History and exam

Key diagnostic factors

common

presence of risk factors

Key risk factors include smoking history, multiple pacemaker leads, and central venous catheters.

localised oedema of the face and upper extremities

Present in 80% of cases.[9]

If oedema is localised to upper extremities and face, obstruction of the superior vena cava should be considered.

dyspnoea

Present in 60% of cases.[20]

Usually made worse by bending forwards or lying down (orthopnoea).

May suggest lung malignancy or chronic infection.

facial plethora

Due to venous engorgement and oedema.

cough

Present in 54% of cases.[10]

Can be related to underlying aetiology or laryngeal oedema.

distended neck veins

Seen in 63% of cases and due to increased venous pressure.[1]

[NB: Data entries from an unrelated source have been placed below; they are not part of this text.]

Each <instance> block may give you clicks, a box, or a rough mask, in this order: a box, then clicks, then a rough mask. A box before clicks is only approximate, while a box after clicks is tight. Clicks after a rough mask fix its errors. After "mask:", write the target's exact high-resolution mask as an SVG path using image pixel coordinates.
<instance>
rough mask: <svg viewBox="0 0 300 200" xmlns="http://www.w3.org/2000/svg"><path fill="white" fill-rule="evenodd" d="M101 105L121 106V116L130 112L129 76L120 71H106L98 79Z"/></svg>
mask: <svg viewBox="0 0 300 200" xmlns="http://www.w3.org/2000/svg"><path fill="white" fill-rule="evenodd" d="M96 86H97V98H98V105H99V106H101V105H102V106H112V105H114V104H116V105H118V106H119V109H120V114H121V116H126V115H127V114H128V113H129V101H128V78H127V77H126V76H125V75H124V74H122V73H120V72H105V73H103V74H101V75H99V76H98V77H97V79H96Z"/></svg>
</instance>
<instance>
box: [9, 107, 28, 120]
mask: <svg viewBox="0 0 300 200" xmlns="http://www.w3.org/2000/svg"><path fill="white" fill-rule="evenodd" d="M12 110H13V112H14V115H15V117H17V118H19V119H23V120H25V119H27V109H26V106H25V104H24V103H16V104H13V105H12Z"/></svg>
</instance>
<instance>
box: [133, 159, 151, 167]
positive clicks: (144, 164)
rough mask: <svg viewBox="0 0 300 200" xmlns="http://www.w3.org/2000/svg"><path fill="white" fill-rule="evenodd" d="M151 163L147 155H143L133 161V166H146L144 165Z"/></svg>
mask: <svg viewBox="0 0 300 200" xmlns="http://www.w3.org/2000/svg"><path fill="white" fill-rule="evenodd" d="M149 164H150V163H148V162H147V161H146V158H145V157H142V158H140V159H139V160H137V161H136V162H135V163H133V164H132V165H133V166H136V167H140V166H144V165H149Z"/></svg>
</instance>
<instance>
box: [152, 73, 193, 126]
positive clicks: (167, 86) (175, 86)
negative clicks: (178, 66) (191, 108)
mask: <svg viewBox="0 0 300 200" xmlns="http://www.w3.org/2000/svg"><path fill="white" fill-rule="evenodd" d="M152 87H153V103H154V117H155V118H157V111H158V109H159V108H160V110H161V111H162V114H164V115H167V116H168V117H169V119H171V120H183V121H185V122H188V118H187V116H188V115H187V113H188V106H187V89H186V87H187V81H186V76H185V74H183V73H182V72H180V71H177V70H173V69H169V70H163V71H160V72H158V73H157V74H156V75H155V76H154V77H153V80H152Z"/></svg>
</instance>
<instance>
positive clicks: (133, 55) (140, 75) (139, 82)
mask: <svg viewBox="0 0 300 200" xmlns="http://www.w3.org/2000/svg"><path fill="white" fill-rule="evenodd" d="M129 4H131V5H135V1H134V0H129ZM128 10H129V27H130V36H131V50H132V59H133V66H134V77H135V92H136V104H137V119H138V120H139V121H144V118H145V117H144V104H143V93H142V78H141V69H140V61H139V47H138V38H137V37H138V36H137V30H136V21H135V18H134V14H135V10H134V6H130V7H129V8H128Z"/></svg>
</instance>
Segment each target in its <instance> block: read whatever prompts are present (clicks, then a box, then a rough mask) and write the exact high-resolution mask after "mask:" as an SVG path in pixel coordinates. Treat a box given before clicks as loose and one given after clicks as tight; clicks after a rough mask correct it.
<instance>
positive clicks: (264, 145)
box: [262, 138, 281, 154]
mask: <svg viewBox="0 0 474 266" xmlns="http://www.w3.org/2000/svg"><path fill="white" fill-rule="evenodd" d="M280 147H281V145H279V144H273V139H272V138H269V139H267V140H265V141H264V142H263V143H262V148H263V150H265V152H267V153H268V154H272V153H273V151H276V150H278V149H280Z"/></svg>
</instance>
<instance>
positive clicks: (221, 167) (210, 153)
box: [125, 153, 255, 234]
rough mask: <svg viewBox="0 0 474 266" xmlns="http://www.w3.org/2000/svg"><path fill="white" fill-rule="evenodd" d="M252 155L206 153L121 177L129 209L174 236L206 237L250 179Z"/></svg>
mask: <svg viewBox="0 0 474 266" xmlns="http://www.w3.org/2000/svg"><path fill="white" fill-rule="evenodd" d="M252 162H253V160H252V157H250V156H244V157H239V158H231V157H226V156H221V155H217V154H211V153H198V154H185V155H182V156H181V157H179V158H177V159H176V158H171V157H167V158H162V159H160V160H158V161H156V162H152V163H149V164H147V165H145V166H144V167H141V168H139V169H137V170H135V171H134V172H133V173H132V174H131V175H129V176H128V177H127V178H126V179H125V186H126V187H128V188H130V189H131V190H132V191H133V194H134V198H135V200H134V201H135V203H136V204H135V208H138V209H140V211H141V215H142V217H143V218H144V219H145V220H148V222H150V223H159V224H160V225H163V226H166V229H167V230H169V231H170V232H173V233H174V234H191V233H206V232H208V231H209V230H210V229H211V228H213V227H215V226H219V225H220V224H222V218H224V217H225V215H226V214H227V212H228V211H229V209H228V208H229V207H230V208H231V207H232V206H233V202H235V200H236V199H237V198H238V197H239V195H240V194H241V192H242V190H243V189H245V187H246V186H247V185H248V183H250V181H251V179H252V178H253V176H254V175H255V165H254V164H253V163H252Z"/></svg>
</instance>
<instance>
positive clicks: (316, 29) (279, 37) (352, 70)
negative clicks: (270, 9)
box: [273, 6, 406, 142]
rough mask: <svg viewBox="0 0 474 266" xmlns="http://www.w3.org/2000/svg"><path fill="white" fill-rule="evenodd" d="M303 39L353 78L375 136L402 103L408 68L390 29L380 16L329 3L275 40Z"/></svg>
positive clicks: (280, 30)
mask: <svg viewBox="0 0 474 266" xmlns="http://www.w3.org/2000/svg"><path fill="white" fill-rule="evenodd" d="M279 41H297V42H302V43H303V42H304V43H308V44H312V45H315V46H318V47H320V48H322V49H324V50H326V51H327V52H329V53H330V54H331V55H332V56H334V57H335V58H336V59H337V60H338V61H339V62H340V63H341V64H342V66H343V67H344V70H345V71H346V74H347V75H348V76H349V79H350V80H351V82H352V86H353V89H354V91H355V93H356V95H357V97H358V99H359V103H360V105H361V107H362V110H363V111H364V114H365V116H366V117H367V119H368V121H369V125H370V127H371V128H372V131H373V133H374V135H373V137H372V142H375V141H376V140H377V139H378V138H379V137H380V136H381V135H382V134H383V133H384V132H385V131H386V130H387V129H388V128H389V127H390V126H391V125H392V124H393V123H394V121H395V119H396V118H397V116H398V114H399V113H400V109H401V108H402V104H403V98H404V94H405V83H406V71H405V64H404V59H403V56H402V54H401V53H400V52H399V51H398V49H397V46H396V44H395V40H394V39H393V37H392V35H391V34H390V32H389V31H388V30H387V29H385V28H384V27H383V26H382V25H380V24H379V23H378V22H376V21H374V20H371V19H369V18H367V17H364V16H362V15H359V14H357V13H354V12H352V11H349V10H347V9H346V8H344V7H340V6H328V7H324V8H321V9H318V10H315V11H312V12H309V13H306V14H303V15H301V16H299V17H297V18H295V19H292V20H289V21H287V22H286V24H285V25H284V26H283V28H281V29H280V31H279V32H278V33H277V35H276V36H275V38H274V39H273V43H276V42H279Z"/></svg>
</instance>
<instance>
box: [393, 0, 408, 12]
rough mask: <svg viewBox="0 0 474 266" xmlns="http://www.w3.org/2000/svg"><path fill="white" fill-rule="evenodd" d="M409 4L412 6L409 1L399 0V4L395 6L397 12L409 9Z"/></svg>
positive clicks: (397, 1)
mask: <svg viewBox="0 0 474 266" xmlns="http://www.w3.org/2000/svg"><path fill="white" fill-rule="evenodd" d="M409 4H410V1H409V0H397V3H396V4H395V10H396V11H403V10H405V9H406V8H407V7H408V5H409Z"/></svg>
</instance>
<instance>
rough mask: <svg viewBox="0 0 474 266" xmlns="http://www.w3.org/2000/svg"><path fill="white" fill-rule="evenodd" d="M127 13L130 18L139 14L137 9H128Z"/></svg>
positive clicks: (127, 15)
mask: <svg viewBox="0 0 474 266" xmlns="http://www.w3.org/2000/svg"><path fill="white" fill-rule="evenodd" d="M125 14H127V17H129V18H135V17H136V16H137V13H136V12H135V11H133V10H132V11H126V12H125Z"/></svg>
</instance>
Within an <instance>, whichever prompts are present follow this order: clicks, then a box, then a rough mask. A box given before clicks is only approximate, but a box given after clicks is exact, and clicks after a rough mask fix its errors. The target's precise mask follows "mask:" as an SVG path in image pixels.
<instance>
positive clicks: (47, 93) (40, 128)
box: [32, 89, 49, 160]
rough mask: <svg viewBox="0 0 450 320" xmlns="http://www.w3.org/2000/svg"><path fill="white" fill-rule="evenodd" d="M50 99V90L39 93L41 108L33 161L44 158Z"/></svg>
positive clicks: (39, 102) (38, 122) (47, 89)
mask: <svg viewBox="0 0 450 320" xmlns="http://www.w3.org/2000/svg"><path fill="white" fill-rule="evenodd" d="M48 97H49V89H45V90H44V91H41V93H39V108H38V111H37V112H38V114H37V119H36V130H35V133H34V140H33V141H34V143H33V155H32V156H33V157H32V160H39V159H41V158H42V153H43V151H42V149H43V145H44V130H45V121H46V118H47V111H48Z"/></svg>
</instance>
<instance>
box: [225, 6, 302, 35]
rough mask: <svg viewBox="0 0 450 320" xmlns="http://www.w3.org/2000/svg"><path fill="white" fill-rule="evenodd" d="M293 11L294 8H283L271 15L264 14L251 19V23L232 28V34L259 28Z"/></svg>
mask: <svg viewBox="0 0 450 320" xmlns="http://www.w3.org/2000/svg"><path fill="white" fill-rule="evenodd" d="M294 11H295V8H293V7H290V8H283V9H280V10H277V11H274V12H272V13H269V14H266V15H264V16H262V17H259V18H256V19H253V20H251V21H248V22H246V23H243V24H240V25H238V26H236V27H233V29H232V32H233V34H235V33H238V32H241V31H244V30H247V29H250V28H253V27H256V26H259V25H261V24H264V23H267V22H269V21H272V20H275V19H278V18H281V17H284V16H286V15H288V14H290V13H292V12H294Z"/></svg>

Bending forwards usually worsens venous engorgement and is a helpful clinical sign.

distended chest veins

Seen in 53% of cases and due to increased venous pressure.[1]

Prominent collateral veins covering the anterior chest wall may be visible.

Bending forwards usually worsens venous engorgement and is a helpful clinical sign.

hoarseness of voice

Present in 17% of cases.[6]

Can be related to underlying aetiology or laryngeal oedema.

lymphadenopathy

Lymphoma is a possibility if lymphadenopathy is outside of the chest.

uncommon

blurred vision

Present in 2% of cases.[6]

stridor

Present in 4% of cases.[6]

Related to laryngeal oedema or direct compression.

confusion/stupor

Present in 4% of cases and due to cerebral oedema.

Has been described with severe obstruction.[1][6]

Other diagnostic factors

common

anorexia

May suggest lung malignancy or chronic infection.

weight loss

May suggest lung malignancy or chronic infection.

haemoptysis

May suggest lung malignancy or chronic infection.

uncommon

headache

Present in 9% of cases.[6]

Due to increased cerebral venous pressure.

chest pain

Usually pleuritic; related to pleural involvement from malignancy, infection, or autoimmune diseases.

mental changes

Has been described with severe obstruction.[1][6]

fever

May be indicative of collagen-vascular disease.

skin rash

May be indicative of collagen-vascular disease.

arthralgia

May be indicative of collagen-vascular disease.

laryngeal oedema

Has been described with severe obstruction.[1][6]

cyanosis

Has been described with severe obstruction.[1][6]

papilloedema

Has been described with severe obstruction.[1][6]

coma

Has been described with severe obstruction.[1][6]

Risk factors

strong

smoking

Strong relationship to lung cancer, the most common overall cause of superior vena cava syndrome.

multiple pacemaker leads

Becoming an increasingly frequent benign cause of superior vena cava syndrome.

central venous catheters/ports

Becoming an increasingly frequent benign cause of superior vena cava syndrome.[8]

weak

age >50 years

Lung malignancy should be considered as the most likely aetiology in patients >50 years of age.

radiation

Excess radiation to the mediastinum can lead to fibrosis causing superior vena cava obstruction.